18 décembre 2024

≡ L‘Algérie Déchirée


Algérie An 1956,

L‘Algérie Déchirée, La Table Ronde



— On ne règle pas les Problèmes politiques avec de la psychologie. Mais sans elle, on est assuré de les compliquer.



Le sang suffit en Algérie à séparer les hommes. N’y ajoutons pas la bêtise et l’aveuglement. Les Français ne sont pas tous des brutes assoiffées de sang ni tous les Arabes des massacreurs maniaques.


La métropole n’est pas peuplée seulement de démissionnaires ni d’officiers généraux nostalgiques.

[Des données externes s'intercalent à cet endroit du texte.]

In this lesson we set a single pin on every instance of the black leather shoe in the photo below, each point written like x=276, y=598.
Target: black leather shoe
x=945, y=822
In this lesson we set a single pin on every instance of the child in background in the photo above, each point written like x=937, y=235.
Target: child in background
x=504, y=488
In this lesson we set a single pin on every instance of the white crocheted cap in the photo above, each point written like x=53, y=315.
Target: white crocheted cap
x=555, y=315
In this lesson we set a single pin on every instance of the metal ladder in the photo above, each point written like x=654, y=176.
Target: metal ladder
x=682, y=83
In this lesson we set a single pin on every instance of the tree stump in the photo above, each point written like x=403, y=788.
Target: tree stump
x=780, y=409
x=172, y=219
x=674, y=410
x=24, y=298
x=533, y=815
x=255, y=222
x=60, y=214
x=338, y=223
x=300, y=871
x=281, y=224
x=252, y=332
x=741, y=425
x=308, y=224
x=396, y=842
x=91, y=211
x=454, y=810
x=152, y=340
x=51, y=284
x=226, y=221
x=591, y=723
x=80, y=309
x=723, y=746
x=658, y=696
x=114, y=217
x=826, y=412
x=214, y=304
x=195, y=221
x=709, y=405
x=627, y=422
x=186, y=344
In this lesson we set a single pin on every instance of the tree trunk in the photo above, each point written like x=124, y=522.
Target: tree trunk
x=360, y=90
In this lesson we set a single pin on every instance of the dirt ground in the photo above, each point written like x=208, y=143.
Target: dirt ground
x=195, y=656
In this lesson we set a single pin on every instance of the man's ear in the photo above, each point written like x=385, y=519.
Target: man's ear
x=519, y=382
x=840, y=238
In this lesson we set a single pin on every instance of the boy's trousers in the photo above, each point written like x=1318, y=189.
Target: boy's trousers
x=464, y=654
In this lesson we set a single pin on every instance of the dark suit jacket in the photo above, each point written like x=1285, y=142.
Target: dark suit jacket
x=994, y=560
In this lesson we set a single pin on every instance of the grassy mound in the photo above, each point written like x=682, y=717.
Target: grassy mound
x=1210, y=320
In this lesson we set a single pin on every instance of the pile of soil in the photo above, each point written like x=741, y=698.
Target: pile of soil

De même l’Algérie n’est pas la France, comme on s’obstine à le dire avec une superbe ignorance, et elle abrite pourtant plus d’un million de Français, comme on a trop tendance, d’un autre côté, à l’oublier.


— Ces simplifications ne font que durcir le problème.


De surcroît, elles se justifient l’une l’autre, et ne se rencontrent que dans leur conséquence, qui est mortelle. Elles démontrent ainsi, jour après jour, mais par l’absurde, qu’en Algérie, Français et Arabes sont condamnés à vivre ou à mourir ensemble.


Naturellement, on peut choisir de mourir, dans l’excès du désespoir. Mais il serait impardonnable de se jeter à l’eau pour éviter la pluie, et de mourir à force de vouloir survivre.


Voilà pourquoi l’idée d’une table ronde où se rencontreront à froid les représentants de toutes les, tendances, depuis les milieux de la colonisation jusqu’aux nationalistes arabes, me paraît toujours valable.


— Il n’est pas bon, en effet, que les hommes vivent seuls, ou dans la solitude des factions.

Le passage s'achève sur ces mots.